Closures or caps for containers are used in a vast array of applications in immense quantities. As such, manufacture of these caps must be done in large quantities, and at high speeds, to maintain the relatively low cost of such closures.
Nevertheless, if one were to inspect such closures with a view toward the details thereof, one would recognize that these closures are highly engineered items. As such, tolerances for, for example, threading, internal diameter, cap depth and the like must be maintained in accordance with very strict standards and ranges.
In order to manufacturer closures in a cost-effective manner, many forming or molding apparatuses are configured to mold multiple caps in a single pass or operation of the apparatus. It is not uncommon for these apparatuses to mold as many as 128 closures in a single operation of the molding device.

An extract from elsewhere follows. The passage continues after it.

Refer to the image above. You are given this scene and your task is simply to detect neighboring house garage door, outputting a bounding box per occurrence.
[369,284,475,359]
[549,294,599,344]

Although there are numerous arrangements that are employed for closure molding apparatuses, it has been found that in an efficient molding apparatus the closures are molded in a horizontally-oriented manner. That is, the closures are molded with the top wall of the closure lying in a vertical plane. In this manner, the molding apparatus can be assembled to carry out the multiple molding operation in an efficient and cost effective manner, and to provide a machine that can be used in a relatively small physical plant location.
Those familiar with high speed, mass production injection molding will recognize that the closure, like many molded parts, must be ejected from the mold after it is formed. Ejection is typically carried out in a timed manner so that the part has had sufficient time to set to reduce part deformation. However, allowing the part to set too long in the mold block also has its drawbacks. First, the part may have become too rigid to eject without damaging portions or areas of the part, such as threads. Second, permitting the part to set too long reduces the time that the particular mold can be used to form a subsequent part, thus decreasing the machine's production time.
To this end, known injection molding devices include a mold block that is timed to separate to release the closure from the mold. Mold block opening is timed so that the molded part has sufficient time to set, without becoming too rigid, while making efficient use of the mold block. In this manner, the mold block portions reciprocate relative to one another to open, for releasing or ejecting the molded part.
A typical mold may include a cavity portion forming the outer surfaces of the closure and a core portion inserted into the cavity to form the inner closure surfaces and the container-engaging portions, such as threads and the like. In such an arrangement, a knock-out pin reciprocates through the core to eject or dislodge the closure therefrom as the mold portions separate from one another. It has, however, been observed that when the closure is ejected from the core, it can immediately fall away from the separating mold portions. When this happens, the closure can inadvertently fall into areas of the molding apparatus, such as a mold separating drive area, and become lodged in these undesirable areas. As a result, the molding apparatus must be shut down and the closure removed so that the apparatus can be restored to operation.
Accordingly, there exists a need for a cost-effective closure retention arrangement that is easily adapted for use in a high speed injection molding apparatus that prevents early or premature dislodging of the closure from the core plug. Desirably, such a retention arrangement is relatively inexpensive to incorporate into the closure and injection molding device, and does not adversely effect the ability to operate such an apparatus in a cost effectively manner to mass produce closures. Desirably, such a retention arrangement is adaptable for use in all types of closures including threaded closures, bayonet-mount closures and snap-type closures as well as a variety of sizes of such closures.